I tapped for a really long time on that door---it's a big door with many layers of revelation of understanding and He was faithful to open it just enough to throw me a bone now and then. After many years of tapping, one day I started pounding. I started pounding and shouting and pleading and crying out---"I WANT TO KNOW YOU!" Desperation was deep down in my guts now and I was at a crossroads -- I was considering giving up. I was wondering if it was all even true. There were SO MANY unanswered questions, so many voices, so many options. I needed to know His truth.
And then one day, it was I who felt the tap. It was a still small voice, a whisper, and it spoke sort of sing-songy like my Mom used to before daylight on fishing mornings, "Sarah, it's time to wake up."
"Do you really want to know Me?" it said. "Then look to the ancient paths. You've asked, you've knocked, now seek and you will find me."
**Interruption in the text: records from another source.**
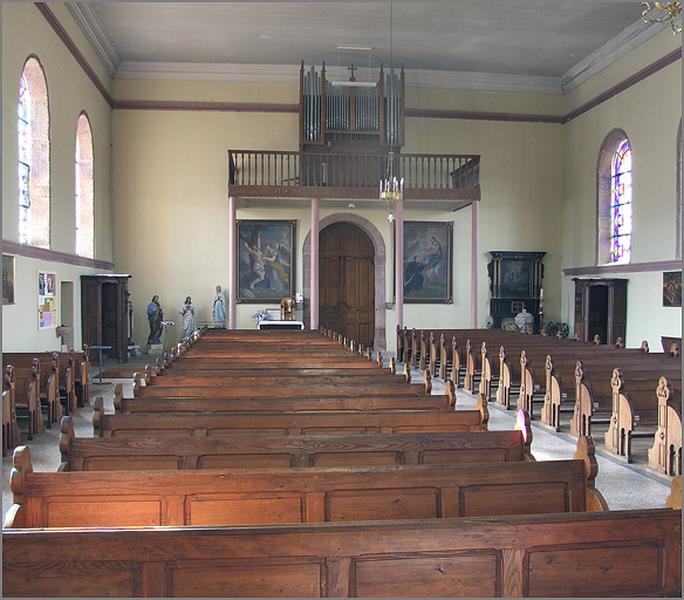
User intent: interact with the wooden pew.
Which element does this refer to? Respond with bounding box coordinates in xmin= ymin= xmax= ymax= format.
xmin=92 ymin=403 xmax=489 ymax=439
xmin=648 ymin=376 xmax=682 ymax=475
xmin=59 ymin=414 xmax=531 ymax=471
xmin=114 ymin=384 xmax=456 ymax=415
xmin=3 ymin=506 xmax=680 ymax=597
xmin=603 ymin=369 xmax=682 ymax=463
xmin=543 ymin=350 xmax=680 ymax=432
xmin=2 ymin=389 xmax=20 ymax=457
xmin=10 ymin=359 xmax=60 ymax=429
xmin=6 ymin=365 xmax=41 ymax=439
xmin=3 ymin=351 xmax=77 ymax=413
xmin=5 ymin=437 xmax=604 ymax=529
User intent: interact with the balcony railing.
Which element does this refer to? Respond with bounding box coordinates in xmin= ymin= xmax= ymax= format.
xmin=228 ymin=150 xmax=480 ymax=201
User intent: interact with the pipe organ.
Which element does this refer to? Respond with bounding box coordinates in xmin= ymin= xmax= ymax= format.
xmin=300 ymin=62 xmax=405 ymax=149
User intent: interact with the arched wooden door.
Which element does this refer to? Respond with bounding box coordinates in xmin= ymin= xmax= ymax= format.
xmin=319 ymin=222 xmax=375 ymax=347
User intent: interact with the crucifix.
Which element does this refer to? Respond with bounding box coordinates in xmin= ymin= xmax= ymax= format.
xmin=347 ymin=64 xmax=357 ymax=81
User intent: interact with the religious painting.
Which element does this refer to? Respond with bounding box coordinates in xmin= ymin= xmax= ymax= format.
xmin=500 ymin=259 xmax=532 ymax=298
xmin=3 ymin=255 xmax=15 ymax=305
xmin=399 ymin=221 xmax=453 ymax=303
xmin=38 ymin=271 xmax=57 ymax=330
xmin=237 ymin=220 xmax=295 ymax=303
xmin=662 ymin=271 xmax=682 ymax=308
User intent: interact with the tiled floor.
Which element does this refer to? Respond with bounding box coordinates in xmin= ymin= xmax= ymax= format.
xmin=2 ymin=357 xmax=673 ymax=522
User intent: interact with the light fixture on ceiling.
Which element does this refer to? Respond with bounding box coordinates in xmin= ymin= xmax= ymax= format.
xmin=641 ymin=1 xmax=682 ymax=34
xmin=379 ymin=1 xmax=402 ymax=223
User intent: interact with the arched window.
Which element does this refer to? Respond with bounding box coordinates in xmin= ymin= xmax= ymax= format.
xmin=17 ymin=57 xmax=50 ymax=248
xmin=597 ymin=129 xmax=632 ymax=265
xmin=75 ymin=112 xmax=94 ymax=258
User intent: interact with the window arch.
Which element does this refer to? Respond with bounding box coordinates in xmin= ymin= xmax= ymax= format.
xmin=17 ymin=56 xmax=50 ymax=248
xmin=75 ymin=112 xmax=94 ymax=258
xmin=597 ymin=129 xmax=632 ymax=265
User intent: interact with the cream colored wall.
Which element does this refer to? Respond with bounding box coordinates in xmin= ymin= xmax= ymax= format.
xmin=112 ymin=75 xmax=564 ymax=351
xmin=2 ymin=3 xmax=114 ymax=352
xmin=561 ymin=29 xmax=681 ymax=348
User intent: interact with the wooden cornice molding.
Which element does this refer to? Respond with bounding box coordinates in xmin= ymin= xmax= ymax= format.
xmin=3 ymin=240 xmax=114 ymax=271
xmin=36 ymin=2 xmax=681 ymax=126
xmin=34 ymin=2 xmax=114 ymax=107
xmin=563 ymin=260 xmax=681 ymax=277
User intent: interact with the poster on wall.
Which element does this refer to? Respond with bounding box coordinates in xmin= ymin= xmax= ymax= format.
xmin=237 ymin=220 xmax=295 ymax=303
xmin=662 ymin=271 xmax=682 ymax=307
xmin=38 ymin=271 xmax=57 ymax=329
xmin=398 ymin=221 xmax=453 ymax=303
xmin=3 ymin=255 xmax=15 ymax=305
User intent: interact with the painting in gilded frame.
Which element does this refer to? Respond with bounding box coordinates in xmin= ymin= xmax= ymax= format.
xmin=237 ymin=220 xmax=295 ymax=303
xmin=662 ymin=271 xmax=682 ymax=308
xmin=3 ymin=255 xmax=15 ymax=305
xmin=399 ymin=221 xmax=453 ymax=303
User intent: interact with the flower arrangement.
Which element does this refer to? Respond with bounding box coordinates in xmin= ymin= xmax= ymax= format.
xmin=543 ymin=321 xmax=570 ymax=339
xmin=252 ymin=309 xmax=268 ymax=325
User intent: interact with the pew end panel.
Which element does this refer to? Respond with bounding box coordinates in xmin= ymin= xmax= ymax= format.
xmin=573 ymin=436 xmax=609 ymax=512
xmin=648 ymin=377 xmax=682 ymax=476
xmin=514 ymin=410 xmax=534 ymax=460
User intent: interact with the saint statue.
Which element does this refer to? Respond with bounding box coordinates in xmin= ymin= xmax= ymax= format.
xmin=146 ymin=295 xmax=163 ymax=345
xmin=213 ymin=285 xmax=227 ymax=328
xmin=180 ymin=296 xmax=196 ymax=342
xmin=126 ymin=292 xmax=134 ymax=345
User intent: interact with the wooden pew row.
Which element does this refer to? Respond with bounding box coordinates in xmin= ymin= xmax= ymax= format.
xmin=4 ymin=365 xmax=41 ymax=440
xmin=59 ymin=415 xmax=531 ymax=471
xmin=520 ymin=345 xmax=677 ymax=419
xmin=2 ymin=389 xmax=20 ymax=457
xmin=92 ymin=407 xmax=489 ymax=439
xmin=4 ymin=506 xmax=680 ymax=597
xmin=4 ymin=352 xmax=77 ymax=413
xmin=3 ymin=349 xmax=90 ymax=408
xmin=10 ymin=360 xmax=61 ymax=430
xmin=542 ymin=353 xmax=678 ymax=433
xmin=131 ymin=377 xmax=433 ymax=400
xmin=113 ymin=384 xmax=457 ymax=415
xmin=5 ymin=437 xmax=605 ymax=530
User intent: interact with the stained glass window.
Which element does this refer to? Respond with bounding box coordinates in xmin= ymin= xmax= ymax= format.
xmin=75 ymin=113 xmax=94 ymax=258
xmin=609 ymin=139 xmax=632 ymax=264
xmin=17 ymin=57 xmax=50 ymax=248
xmin=18 ymin=74 xmax=31 ymax=244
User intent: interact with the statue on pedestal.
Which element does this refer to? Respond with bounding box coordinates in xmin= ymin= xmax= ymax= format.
xmin=180 ymin=296 xmax=196 ymax=342
xmin=212 ymin=285 xmax=226 ymax=328
xmin=146 ymin=295 xmax=163 ymax=345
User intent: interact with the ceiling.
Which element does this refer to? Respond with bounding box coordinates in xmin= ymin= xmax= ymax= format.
xmin=72 ymin=2 xmax=660 ymax=88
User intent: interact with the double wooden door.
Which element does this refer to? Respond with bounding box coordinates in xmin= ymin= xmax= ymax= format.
xmin=319 ymin=223 xmax=375 ymax=347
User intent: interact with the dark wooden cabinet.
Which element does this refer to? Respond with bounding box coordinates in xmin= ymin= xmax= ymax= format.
xmin=487 ymin=251 xmax=545 ymax=333
xmin=573 ymin=278 xmax=627 ymax=344
xmin=81 ymin=275 xmax=131 ymax=363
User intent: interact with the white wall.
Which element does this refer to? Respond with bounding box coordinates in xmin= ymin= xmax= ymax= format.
xmin=560 ymin=29 xmax=682 ymax=348
xmin=2 ymin=3 xmax=114 ymax=352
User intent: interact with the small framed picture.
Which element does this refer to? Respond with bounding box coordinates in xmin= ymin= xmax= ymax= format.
xmin=662 ymin=271 xmax=682 ymax=307
xmin=2 ymin=255 xmax=15 ymax=305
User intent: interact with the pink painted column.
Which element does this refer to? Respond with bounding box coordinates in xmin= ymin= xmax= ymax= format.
xmin=227 ymin=196 xmax=237 ymax=329
xmin=310 ymin=198 xmax=320 ymax=329
xmin=470 ymin=200 xmax=479 ymax=328
xmin=395 ymin=199 xmax=404 ymax=329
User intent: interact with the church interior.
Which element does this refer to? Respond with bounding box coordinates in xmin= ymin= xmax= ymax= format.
xmin=2 ymin=1 xmax=683 ymax=597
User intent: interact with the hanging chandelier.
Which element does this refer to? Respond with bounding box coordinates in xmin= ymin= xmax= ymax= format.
xmin=641 ymin=1 xmax=682 ymax=34
xmin=380 ymin=152 xmax=403 ymax=223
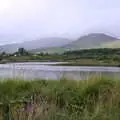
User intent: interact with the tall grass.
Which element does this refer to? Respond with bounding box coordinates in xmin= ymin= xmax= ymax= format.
xmin=0 ymin=77 xmax=120 ymax=120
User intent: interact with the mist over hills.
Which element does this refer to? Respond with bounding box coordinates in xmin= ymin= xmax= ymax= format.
xmin=31 ymin=33 xmax=120 ymax=53
xmin=0 ymin=37 xmax=72 ymax=53
xmin=0 ymin=33 xmax=119 ymax=53
xmin=64 ymin=33 xmax=118 ymax=49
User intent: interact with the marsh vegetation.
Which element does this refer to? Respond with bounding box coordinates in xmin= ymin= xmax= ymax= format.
xmin=0 ymin=77 xmax=120 ymax=120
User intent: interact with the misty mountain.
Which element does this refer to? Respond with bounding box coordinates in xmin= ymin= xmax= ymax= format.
xmin=0 ymin=33 xmax=119 ymax=53
xmin=30 ymin=33 xmax=119 ymax=54
xmin=63 ymin=33 xmax=118 ymax=49
xmin=0 ymin=37 xmax=72 ymax=53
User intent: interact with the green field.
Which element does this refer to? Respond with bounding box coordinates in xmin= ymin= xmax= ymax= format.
xmin=97 ymin=40 xmax=120 ymax=48
xmin=0 ymin=77 xmax=120 ymax=120
xmin=31 ymin=47 xmax=69 ymax=54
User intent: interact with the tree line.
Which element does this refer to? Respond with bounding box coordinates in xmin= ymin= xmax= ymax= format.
xmin=1 ymin=48 xmax=120 ymax=63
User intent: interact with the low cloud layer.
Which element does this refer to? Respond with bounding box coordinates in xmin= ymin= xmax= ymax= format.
xmin=0 ymin=0 xmax=120 ymax=44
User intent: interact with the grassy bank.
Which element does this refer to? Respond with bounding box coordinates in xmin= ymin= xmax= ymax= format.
xmin=54 ymin=59 xmax=120 ymax=67
xmin=0 ymin=77 xmax=120 ymax=120
xmin=56 ymin=62 xmax=120 ymax=67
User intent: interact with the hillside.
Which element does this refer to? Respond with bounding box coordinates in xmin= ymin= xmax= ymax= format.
xmin=0 ymin=33 xmax=119 ymax=53
xmin=98 ymin=40 xmax=120 ymax=48
xmin=31 ymin=33 xmax=119 ymax=53
xmin=0 ymin=37 xmax=72 ymax=53
xmin=30 ymin=47 xmax=68 ymax=54
xmin=63 ymin=33 xmax=118 ymax=49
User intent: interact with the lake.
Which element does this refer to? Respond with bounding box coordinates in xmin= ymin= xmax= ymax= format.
xmin=0 ymin=62 xmax=120 ymax=80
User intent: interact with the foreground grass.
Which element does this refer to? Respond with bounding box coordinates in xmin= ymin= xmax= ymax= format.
xmin=0 ymin=77 xmax=120 ymax=120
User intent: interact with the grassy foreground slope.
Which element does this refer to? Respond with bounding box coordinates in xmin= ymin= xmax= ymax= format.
xmin=1 ymin=77 xmax=120 ymax=120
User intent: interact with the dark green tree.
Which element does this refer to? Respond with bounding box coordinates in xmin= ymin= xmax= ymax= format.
xmin=1 ymin=51 xmax=6 ymax=56
xmin=18 ymin=48 xmax=28 ymax=56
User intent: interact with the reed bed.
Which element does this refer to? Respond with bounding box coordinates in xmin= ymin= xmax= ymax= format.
xmin=0 ymin=76 xmax=120 ymax=120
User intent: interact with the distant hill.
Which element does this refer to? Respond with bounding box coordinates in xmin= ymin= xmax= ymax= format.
xmin=0 ymin=33 xmax=119 ymax=53
xmin=31 ymin=33 xmax=119 ymax=53
xmin=0 ymin=37 xmax=72 ymax=53
xmin=63 ymin=33 xmax=118 ymax=49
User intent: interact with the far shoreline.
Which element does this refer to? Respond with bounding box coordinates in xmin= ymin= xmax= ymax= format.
xmin=0 ymin=60 xmax=120 ymax=67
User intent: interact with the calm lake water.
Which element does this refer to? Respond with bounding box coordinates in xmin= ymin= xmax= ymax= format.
xmin=0 ymin=62 xmax=120 ymax=80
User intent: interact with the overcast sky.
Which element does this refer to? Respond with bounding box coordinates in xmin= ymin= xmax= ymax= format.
xmin=0 ymin=0 xmax=120 ymax=44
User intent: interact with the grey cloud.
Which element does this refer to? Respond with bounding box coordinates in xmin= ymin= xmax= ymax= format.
xmin=0 ymin=0 xmax=120 ymax=44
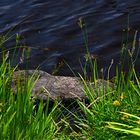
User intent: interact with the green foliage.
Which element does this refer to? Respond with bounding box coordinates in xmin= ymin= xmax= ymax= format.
xmin=0 ymin=38 xmax=60 ymax=139
xmin=71 ymin=26 xmax=140 ymax=139
xmin=0 ymin=22 xmax=140 ymax=139
xmin=106 ymin=112 xmax=140 ymax=137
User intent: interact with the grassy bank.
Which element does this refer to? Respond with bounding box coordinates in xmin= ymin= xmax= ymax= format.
xmin=0 ymin=31 xmax=140 ymax=140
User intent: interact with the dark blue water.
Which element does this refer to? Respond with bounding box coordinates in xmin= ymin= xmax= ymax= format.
xmin=0 ymin=0 xmax=140 ymax=77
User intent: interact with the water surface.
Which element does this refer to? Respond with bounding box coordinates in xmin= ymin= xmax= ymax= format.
xmin=0 ymin=0 xmax=140 ymax=77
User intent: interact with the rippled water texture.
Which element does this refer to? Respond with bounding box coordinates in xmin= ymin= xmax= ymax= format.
xmin=0 ymin=0 xmax=140 ymax=77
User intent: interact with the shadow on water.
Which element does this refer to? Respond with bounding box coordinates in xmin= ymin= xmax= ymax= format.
xmin=0 ymin=0 xmax=140 ymax=77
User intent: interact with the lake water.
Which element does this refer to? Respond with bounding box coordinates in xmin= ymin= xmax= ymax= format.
xmin=0 ymin=0 xmax=140 ymax=77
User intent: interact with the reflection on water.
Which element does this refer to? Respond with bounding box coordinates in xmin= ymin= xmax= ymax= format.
xmin=0 ymin=0 xmax=140 ymax=77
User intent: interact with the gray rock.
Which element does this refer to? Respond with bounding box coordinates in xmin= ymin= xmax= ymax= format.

So I did. I went to the most ancient thing I knew to be true---the beginning of the Bible---and when I did, He began to reveal Himself to me in a brand new way. He began to show me His plan for His chosen people, Israel---that they were to be a light to the nations, His chosen missionaries that would reveal Him to every soul. He showed me how these ancient truths still applied in the New Testament when He confirmed the purpose of Israel through the words of Jesus, recorded by Matthew and other writers. He showed me that it was always His plan that the foreigner could be grafted in and adopted into the family of Israel by committing to follow their God and His ways. This was a concept I understood to be something Jesus brought, but didn't realize God had been doing that clear back in Moses' time and before. He showed me that because I have been adopted in through my faith in the Messiah, Jesus, I am now part of the family of Israel. Therefore, all the beautiful, wonderful promises God gave to Israel and all the loving and life-giving instructions He gave to them through the first five books of the Bible and through the prophets---that was all for me too!
I have an inheritance! This concept has overwhelmed me for over two years now. All that God set up for His chosen people, the ones He chose to proclaim His truth to all nations, all that is for me, also! Not for me, instead, but for me ALSO!
It is my belief that if one really wants to know God, one must look to the ancient paths. He tells us over and over that He never changes. The traditions and teachings of men have brought all kinds of changes to how faith is walked out over the years, but God and His ways have never ever changed---and they never will.